Le Cadastre Minier (CAMI) est en deuil à la suite du décès de Koumble Kisimba, Auditeur juridique et ancien Chef du Département des Ressources Humaines. L’institution a officiellement annoncé sa disparition dans un communiqué de condoléances rendu public le lundi 25 mai, tout en saluant la mémoire d’un cadre décrit comme rigoureux, engagé et profondément humain.
Selon des sources internes, le décès serait survenu dans la nuit du vendredi 23 au samedi 24 mai 2026 dans des circonstances jugées suspectes par certains collègues, qui évoquent un assassinat. Une version que l’institution n’a toutefois pas confirmée dans son communiqué officiel, se limitant à annoncer la disparition du cadre sans en préciser les conditions.
Dans son message de condoléances, le Cadastre Minier, à travers son Conseil d’Administration, sa Direction Générale et l’ensemble du personnel, a exprimé sa profonde tristesse face à cette perte. L’institution a rappelé le parcours professionnel du défunt, soulignant notamment son passage en tant que Chef du Département des Ressources Humaines, poste durant lequel il aurait joué un rôle central dans la structuration et la valorisation du capital humain.
Le communiqué met en avant un leadership qualifié de bienveillant, une capacité d’écoute reconnue, ainsi qu’un engagement constant en faveur de la cohésion interne et du respect des valeurs institutionnelles. Le CAMI estime que son passage a contribué à instaurer une culture de travail fondée sur l’éthique, l’équité et la solidarité entre les agents.

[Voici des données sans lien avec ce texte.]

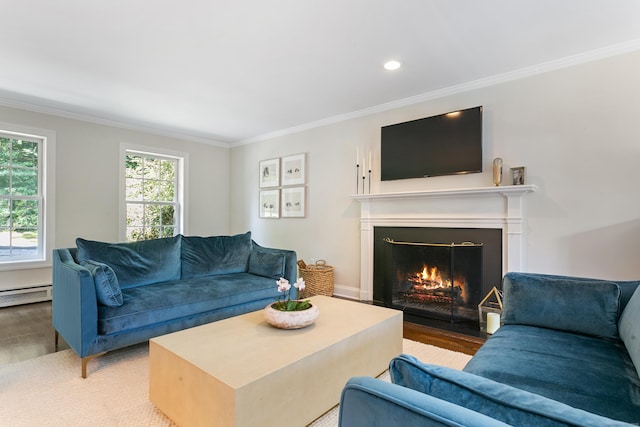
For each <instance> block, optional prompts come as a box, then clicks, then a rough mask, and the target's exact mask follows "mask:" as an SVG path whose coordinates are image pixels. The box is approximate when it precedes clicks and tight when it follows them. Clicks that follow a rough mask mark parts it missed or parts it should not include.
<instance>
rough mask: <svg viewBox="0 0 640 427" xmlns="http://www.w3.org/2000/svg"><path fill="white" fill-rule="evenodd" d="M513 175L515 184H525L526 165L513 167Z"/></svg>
mask: <svg viewBox="0 0 640 427" xmlns="http://www.w3.org/2000/svg"><path fill="white" fill-rule="evenodd" d="M511 177H512V179H513V185H524V166H518V167H517V168H511Z"/></svg>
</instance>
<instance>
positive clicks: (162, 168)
mask: <svg viewBox="0 0 640 427" xmlns="http://www.w3.org/2000/svg"><path fill="white" fill-rule="evenodd" d="M125 163H126V170H125V191H126V195H125V198H126V215H127V217H126V223H127V230H126V234H127V240H128V241H137V240H147V239H156V238H160V237H171V236H174V235H175V234H177V233H178V232H179V230H178V229H177V228H178V218H177V214H178V194H177V188H178V186H177V176H178V173H177V172H178V170H177V169H178V160H177V159H174V158H168V157H162V156H155V155H149V154H142V153H135V152H132V151H127V153H126V161H125Z"/></svg>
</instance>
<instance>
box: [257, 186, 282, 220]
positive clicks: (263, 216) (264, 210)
mask: <svg viewBox="0 0 640 427" xmlns="http://www.w3.org/2000/svg"><path fill="white" fill-rule="evenodd" d="M259 212H260V213H259V215H260V218H280V190H260V209H259Z"/></svg>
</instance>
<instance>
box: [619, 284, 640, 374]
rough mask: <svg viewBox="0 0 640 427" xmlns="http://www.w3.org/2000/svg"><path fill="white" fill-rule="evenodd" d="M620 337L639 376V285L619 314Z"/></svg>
mask: <svg viewBox="0 0 640 427" xmlns="http://www.w3.org/2000/svg"><path fill="white" fill-rule="evenodd" d="M618 329H619V330H620V338H621V339H622V341H623V342H624V345H625V346H626V347H627V351H628V352H629V356H630V357H631V360H633V364H634V365H635V367H636V371H637V372H638V376H640V287H638V288H637V289H636V291H635V292H634V294H633V296H632V297H631V299H630V300H629V303H628V304H627V306H626V307H625V309H624V311H623V312H622V315H621V316H620V322H619V327H618Z"/></svg>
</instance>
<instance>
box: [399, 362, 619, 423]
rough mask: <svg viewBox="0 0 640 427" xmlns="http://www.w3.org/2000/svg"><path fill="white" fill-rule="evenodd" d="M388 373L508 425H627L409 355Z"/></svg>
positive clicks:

L’institution conclut son message en rendant hommage à un homme de valeur, dont la mémoire restera, selon ses termes, une source d’inspiration pour les équipes. Elle formule également des condoléances à sa famille biologique, à ses collègues et à ses proches.

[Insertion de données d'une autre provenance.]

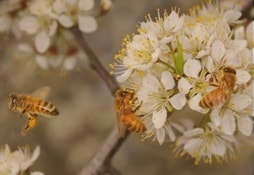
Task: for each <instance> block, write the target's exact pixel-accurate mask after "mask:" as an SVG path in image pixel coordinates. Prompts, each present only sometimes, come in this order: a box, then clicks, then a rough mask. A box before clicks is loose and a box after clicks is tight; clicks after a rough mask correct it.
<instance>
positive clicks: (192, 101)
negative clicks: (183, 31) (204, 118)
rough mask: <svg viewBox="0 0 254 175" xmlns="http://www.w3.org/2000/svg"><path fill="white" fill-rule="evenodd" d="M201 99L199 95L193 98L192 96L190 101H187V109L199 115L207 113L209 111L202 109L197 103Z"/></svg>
mask: <svg viewBox="0 0 254 175" xmlns="http://www.w3.org/2000/svg"><path fill="white" fill-rule="evenodd" d="M201 99H202V96H201V95H200V94H197V95H195V96H193V97H192V98H191V99H190V100H189V107H190V108H191V109H192V110H194V111H197V112H200V113H203V114H204V113H207V112H208V111H209V110H208V109H203V108H201V107H200V106H199V102H200V100H201Z"/></svg>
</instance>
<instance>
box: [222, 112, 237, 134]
mask: <svg viewBox="0 0 254 175" xmlns="http://www.w3.org/2000/svg"><path fill="white" fill-rule="evenodd" d="M221 130H222V131H223V132H224V133H225V134H228V135H233V134H234V132H235V130H236V124H235V118H234V116H233V113H232V112H228V111H226V112H225V114H224V116H223V117H222V120H221Z"/></svg>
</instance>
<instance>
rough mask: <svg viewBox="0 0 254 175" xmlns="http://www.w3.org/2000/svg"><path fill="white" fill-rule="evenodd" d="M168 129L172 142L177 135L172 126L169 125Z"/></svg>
mask: <svg viewBox="0 0 254 175" xmlns="http://www.w3.org/2000/svg"><path fill="white" fill-rule="evenodd" d="M166 131H167V134H168V137H169V139H170V141H172V142H173V141H175V139H176V135H175V133H174V131H173V129H172V127H171V126H167V128H166Z"/></svg>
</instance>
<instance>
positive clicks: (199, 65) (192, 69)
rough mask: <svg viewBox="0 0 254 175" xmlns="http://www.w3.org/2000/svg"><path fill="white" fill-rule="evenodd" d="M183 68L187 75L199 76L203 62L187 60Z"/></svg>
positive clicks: (192, 60)
mask: <svg viewBox="0 0 254 175" xmlns="http://www.w3.org/2000/svg"><path fill="white" fill-rule="evenodd" d="M183 69H184V74H185V75H187V76H190V77H194V78H197V77H198V74H199V72H200V70H201V64H200V62H199V61H197V60H187V61H186V63H185V64H184V67H183Z"/></svg>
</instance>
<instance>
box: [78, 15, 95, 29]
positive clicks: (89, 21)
mask: <svg viewBox="0 0 254 175" xmlns="http://www.w3.org/2000/svg"><path fill="white" fill-rule="evenodd" d="M78 27H79V30H81V31H82V32H85V33H91V32H94V31H95V30H96V29H97V22H96V20H95V18H93V17H91V16H82V15H79V16H78Z"/></svg>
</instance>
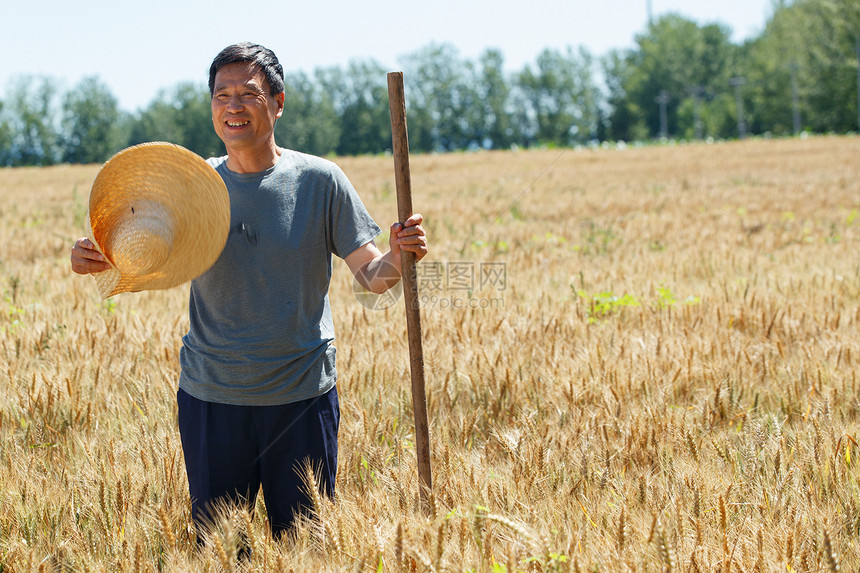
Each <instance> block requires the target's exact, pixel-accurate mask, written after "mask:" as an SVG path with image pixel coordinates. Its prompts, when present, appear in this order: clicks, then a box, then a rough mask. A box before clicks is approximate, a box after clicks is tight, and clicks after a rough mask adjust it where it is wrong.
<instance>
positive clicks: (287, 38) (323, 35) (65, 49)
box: [0, 0, 773, 111]
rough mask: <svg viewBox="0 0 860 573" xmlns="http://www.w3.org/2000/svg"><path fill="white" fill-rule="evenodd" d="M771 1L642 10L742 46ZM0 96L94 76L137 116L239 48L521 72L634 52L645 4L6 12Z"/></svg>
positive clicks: (735, 2) (406, 0)
mask: <svg viewBox="0 0 860 573" xmlns="http://www.w3.org/2000/svg"><path fill="white" fill-rule="evenodd" d="M772 1H773V0H721V1H714V0H650V3H651V11H652V14H653V15H654V16H655V17H658V16H660V15H662V14H665V13H667V12H675V13H678V14H681V15H683V16H685V17H688V18H691V19H693V20H695V21H697V22H699V23H700V24H705V23H711V22H719V23H722V24H725V25H727V26H728V27H729V28H730V29H731V30H732V32H733V36H732V38H733V40H735V41H738V42H740V41H743V40H744V39H746V38H749V37H751V36H754V35H756V34H758V33H760V32H761V31H762V29H763V28H764V25H765V23H766V22H767V19H768V18H769V17H770V15H771V14H772V11H773V10H772V7H771V4H772ZM2 2H3V4H4V6H3V21H4V27H3V28H4V30H3V34H2V35H0V47H2V50H3V52H2V53H3V58H2V63H0V95H2V94H5V92H6V87H7V85H8V84H9V82H10V80H11V79H12V78H14V77H16V76H21V75H28V74H32V75H47V76H50V77H52V78H55V79H57V80H59V82H60V86H59V87H61V88H62V89H68V88H71V87H72V86H74V84H75V83H76V82H77V81H79V80H80V79H81V78H82V77H84V76H90V75H98V76H99V77H100V78H101V79H102V80H103V81H104V82H105V83H106V84H107V85H108V87H109V88H110V89H111V91H112V92H113V93H114V95H116V96H117V98H119V100H120V106H121V107H122V108H123V109H126V110H128V111H134V110H136V109H138V108H140V107H144V106H146V104H148V103H149V102H150V101H151V100H152V98H153V97H155V95H156V93H157V92H158V91H159V90H160V89H162V88H167V87H170V86H172V85H174V84H176V83H178V82H180V81H187V80H191V81H200V82H204V81H205V80H206V74H207V72H208V68H209V64H210V62H211V61H212V58H213V57H214V56H215V54H217V53H218V51H219V50H220V49H221V48H223V47H224V46H226V45H228V44H231V43H234V42H240V41H245V40H250V41H254V42H259V43H261V44H264V45H266V46H268V47H270V48H272V49H273V50H274V51H275V52H276V53H277V54H278V57H279V58H280V60H281V63H282V64H283V66H284V68H285V70H287V71H296V70H303V71H307V72H310V71H312V70H313V69H315V68H318V67H324V66H333V65H339V66H342V65H345V64H347V63H348V62H349V61H350V60H351V59H368V58H373V59H375V60H377V61H378V62H380V63H381V64H382V65H383V66H385V67H386V68H388V69H391V70H394V69H398V63H399V57H400V56H403V55H405V54H408V53H410V52H413V51H415V50H416V49H418V48H421V47H423V46H426V45H428V44H430V43H431V42H447V43H450V44H452V45H454V46H455V47H456V48H457V49H458V50H459V51H460V54H461V55H462V56H463V57H466V58H470V59H474V58H477V56H478V55H479V54H480V53H481V52H482V51H483V50H484V49H486V48H498V49H500V50H501V51H502V53H503V54H504V56H505V63H506V67H507V68H508V69H510V70H519V69H521V68H522V67H523V66H524V65H526V64H528V63H532V62H534V61H535V58H536V56H537V54H538V53H539V52H540V50H542V49H543V48H546V47H552V48H560V49H564V48H566V47H567V46H573V47H579V46H583V47H585V48H587V49H588V50H590V51H591V52H592V53H593V54H595V55H598V56H600V55H603V54H605V53H607V52H608V51H609V50H611V49H613V48H626V47H631V46H632V45H633V41H634V37H635V35H636V34H638V33H641V32H643V31H644V30H645V26H646V22H647V13H648V11H647V6H648V0H602V1H591V2H584V1H578V0H530V1H528V2H508V1H505V0H459V1H455V0H431V1H425V2H410V1H407V0H401V1H398V2H394V1H392V0H351V1H346V0H333V1H326V0H305V1H303V2H297V1H292V0H291V1H282V2H278V1H274V2H245V3H242V2H237V1H236V0H233V1H227V0H208V1H207V2H205V3H201V4H202V5H203V6H204V7H203V8H201V7H200V5H199V4H197V3H196V2H195V3H190V2H184V1H182V0H148V1H146V2H133V3H132V2H128V1H126V0H43V1H42V2H21V1H16V0H2Z"/></svg>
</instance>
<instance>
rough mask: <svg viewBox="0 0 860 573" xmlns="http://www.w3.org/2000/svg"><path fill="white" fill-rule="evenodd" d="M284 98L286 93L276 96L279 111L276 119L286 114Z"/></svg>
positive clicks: (278, 111)
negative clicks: (283, 114)
mask: <svg viewBox="0 0 860 573" xmlns="http://www.w3.org/2000/svg"><path fill="white" fill-rule="evenodd" d="M284 97H285V94H284V92H281V93H279V94H278V95H276V96H275V103H277V104H278V111H277V113H276V114H275V119H278V118H279V117H281V115H282V114H283V113H284Z"/></svg>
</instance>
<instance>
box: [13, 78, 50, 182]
mask: <svg viewBox="0 0 860 573" xmlns="http://www.w3.org/2000/svg"><path fill="white" fill-rule="evenodd" d="M56 99H57V88H56V86H55V84H54V82H53V81H52V80H51V79H50V78H46V77H42V78H39V77H36V76H21V77H18V78H16V79H15V80H14V81H13V82H12V83H11V86H10V88H9V90H8V92H7V97H6V101H5V103H4V105H3V108H2V116H0V132H2V131H5V132H6V133H7V137H8V141H7V143H6V145H7V146H6V147H5V148H3V149H0V165H12V166H15V165H53V164H54V163H57V162H58V161H59V160H60V156H61V151H60V147H59V145H58V139H59V128H58V127H57V120H56V109H57V105H56Z"/></svg>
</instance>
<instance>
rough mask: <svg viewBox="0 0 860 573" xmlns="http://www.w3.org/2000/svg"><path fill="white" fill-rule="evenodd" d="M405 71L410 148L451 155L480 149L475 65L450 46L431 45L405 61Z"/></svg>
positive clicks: (409, 141) (478, 98)
mask: <svg viewBox="0 0 860 573" xmlns="http://www.w3.org/2000/svg"><path fill="white" fill-rule="evenodd" d="M403 68H404V72H403V73H404V83H405V88H404V89H405V90H406V91H407V93H408V94H409V95H408V97H407V106H408V107H407V114H408V126H409V145H410V147H411V148H412V149H414V150H416V151H450V150H454V149H466V148H468V147H471V146H476V145H479V142H478V141H477V139H476V134H475V131H476V130H475V129H474V126H475V121H476V116H479V115H481V114H480V106H479V102H478V100H479V95H478V92H477V91H476V89H475V84H476V79H475V66H474V64H472V63H471V62H469V61H467V60H464V59H462V58H461V57H460V55H459V52H458V51H457V49H456V48H454V47H453V46H452V45H450V44H431V45H429V46H427V47H425V48H422V49H420V50H418V51H416V52H414V53H412V54H410V55H409V56H407V57H406V58H404V61H403ZM481 119H483V118H481Z"/></svg>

Outre l’hommage institutionnel, des informations relayées par des sources internes évoquent une mort violente, qualifiée par certains de collègues d’assassinat. Ces allégations, non confirmées officiellement à ce stade, suscitent de vives interrogations au sein du personnel du CAMI et dans certains cercles professionnels.
L’absence de communication détaillée sur les circonstances exactes du décès alimente ainsi les spéculations et renforce les appels à une enquête approfondie.
Face à cette situation, des collègues du défunt annoncent l’organisation imminente d’un sit-in. Cette mobilisation vise à exiger l’ouverture d’une enquête judiciaire et la clarification des circonstances ayant entouré la mort de M. Koumble Kisimba.
Les agents concernés demandent aux autorités judiciaires congolaises de se saisir du dossier afin de faire toute la lumière sur cette affaire, qu’ils estiment sensible et préoccupante pour l’ensemble de l’institution.
Alors que le CAMI pleure la disparition d’un de ses cadres, l’affaire prend progressivement une dimension plus large, mêlant émotion, interrogations et revendications de vérité. Entre hommage institutionnel et exigences de justice, les prochains jours pourraient être déterminants pour établir les circonstances réelles de ce décès et apaiser les tensions au sein de l’administration.
En attendant, le Cadastre Minier reste marqué par la perte d’un cadre décrit comme un acteur clé du développement organisationnel et humain de l’institution.